ThingsMigrate: Platform-Independent Migration of Stateful JavaScript IoT Applications

Kumseok Jung, Julien Gascon-Samson, Shivanshu Goyal, Armin Rezalean-Asel, and Karthik Pattabiraman, To appear in the Journal of Software Practice and Experience (SPE). [ PDF ]

Expanded version of our conference paper.

Abstract: The Internet of Things (IoT) has gained wide popularity both in academic and industrial contexts. Unlike traditional embedded devices with specialized firmware, modern IoT devices accommodate general-purpose operating systems, allowing developers to run more sophisticated applications written in high-level languages like JavaScript. Because IoT devices are subject to resource constraints like available battery power, we need to dynamically migrate a running process between different devices to prevent losing state. However, it is challenging to apply migration techniques using memory snapshots across the heterogeneous pool of IoT devices.

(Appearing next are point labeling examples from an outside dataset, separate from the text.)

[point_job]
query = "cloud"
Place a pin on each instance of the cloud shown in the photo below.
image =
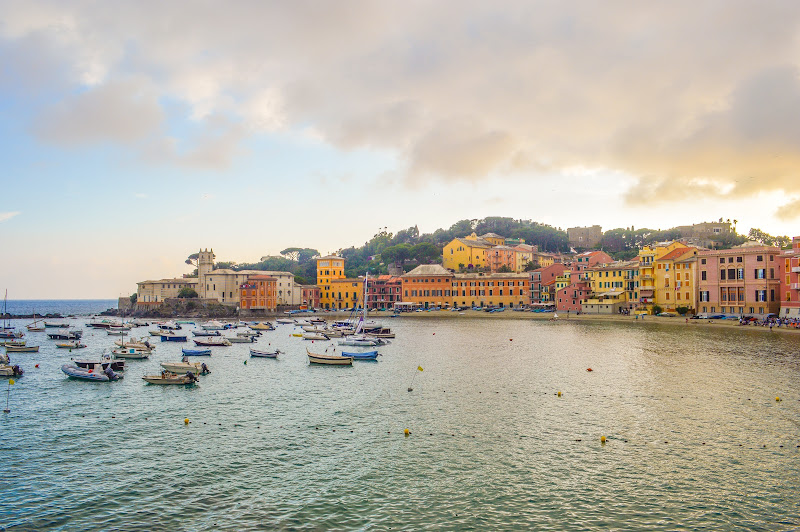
(691, 102)
(121, 111)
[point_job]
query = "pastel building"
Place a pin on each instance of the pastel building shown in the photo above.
(427, 285)
(259, 293)
(790, 280)
(744, 280)
(506, 290)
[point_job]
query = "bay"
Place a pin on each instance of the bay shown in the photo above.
(695, 436)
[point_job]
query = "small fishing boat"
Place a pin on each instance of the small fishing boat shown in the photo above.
(359, 342)
(366, 355)
(22, 349)
(69, 335)
(116, 365)
(131, 352)
(180, 368)
(168, 377)
(196, 352)
(264, 354)
(75, 344)
(7, 370)
(315, 336)
(173, 337)
(13, 343)
(95, 373)
(330, 360)
(213, 342)
(241, 339)
(206, 333)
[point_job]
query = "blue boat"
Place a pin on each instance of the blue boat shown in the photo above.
(196, 352)
(366, 355)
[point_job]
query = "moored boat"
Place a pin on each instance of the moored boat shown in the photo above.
(330, 360)
(366, 355)
(173, 337)
(196, 352)
(22, 349)
(264, 354)
(167, 377)
(95, 373)
(180, 368)
(213, 342)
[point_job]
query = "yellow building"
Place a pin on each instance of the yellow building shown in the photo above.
(647, 271)
(329, 269)
(675, 279)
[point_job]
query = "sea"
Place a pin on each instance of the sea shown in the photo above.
(676, 427)
(65, 307)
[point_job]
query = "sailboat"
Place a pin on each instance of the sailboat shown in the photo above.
(32, 327)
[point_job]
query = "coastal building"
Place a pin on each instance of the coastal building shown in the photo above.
(427, 285)
(465, 253)
(675, 278)
(542, 283)
(585, 237)
(153, 293)
(310, 296)
(743, 280)
(259, 292)
(790, 280)
(384, 291)
(505, 290)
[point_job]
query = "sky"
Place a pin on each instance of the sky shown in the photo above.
(135, 133)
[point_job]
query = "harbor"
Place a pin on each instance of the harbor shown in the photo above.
(505, 424)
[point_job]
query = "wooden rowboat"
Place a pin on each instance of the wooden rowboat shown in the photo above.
(330, 360)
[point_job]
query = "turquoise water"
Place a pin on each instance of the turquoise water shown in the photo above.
(279, 444)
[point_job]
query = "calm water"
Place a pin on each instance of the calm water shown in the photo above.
(278, 444)
(65, 307)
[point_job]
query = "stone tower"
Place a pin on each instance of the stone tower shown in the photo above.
(205, 264)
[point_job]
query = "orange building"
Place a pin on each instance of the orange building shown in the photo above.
(258, 293)
(427, 285)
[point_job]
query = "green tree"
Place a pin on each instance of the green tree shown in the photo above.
(187, 293)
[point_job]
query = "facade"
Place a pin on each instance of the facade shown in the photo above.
(585, 237)
(329, 268)
(468, 253)
(427, 285)
(744, 280)
(790, 280)
(542, 282)
(675, 279)
(384, 291)
(506, 290)
(259, 293)
(155, 292)
(310, 296)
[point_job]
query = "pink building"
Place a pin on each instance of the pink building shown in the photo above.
(744, 280)
(790, 280)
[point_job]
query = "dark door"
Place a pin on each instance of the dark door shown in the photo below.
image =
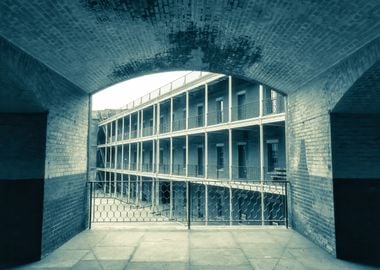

We present ThingsMigrate, a middleware providing platform-independent migration of JavaScript processes across IoT devices. Prior to execution, ThingsMigrate instruments the source code of a given program to expose its internal state. During runtime, the transformed program produces on demand a JSON snapshot of its current state, from which new code is generated to resume execution. Thus, ThingsMigrate enables process migration entirely in the application space without any modifications to the underlying Virtual Machine (VM), providing VM-independence. We present 3 versions of ThingsMigrate, each building on the previous to optimize for run-time latency and memory consumption. We report on the experience of building each successive version and discuss the insights gained and the learning outcomes. We evaluated ThingsMigrate against standard benchmarks, over two IoT platforms and a cloud-like environment. We show that it can migrate even highly CPU-intensive applications, with average run-time latency overhead of 33% and memory overhead of 78%. ThingsMigrate supports multiple subsequent migrations without introducing additional overhead over each subsequent migration.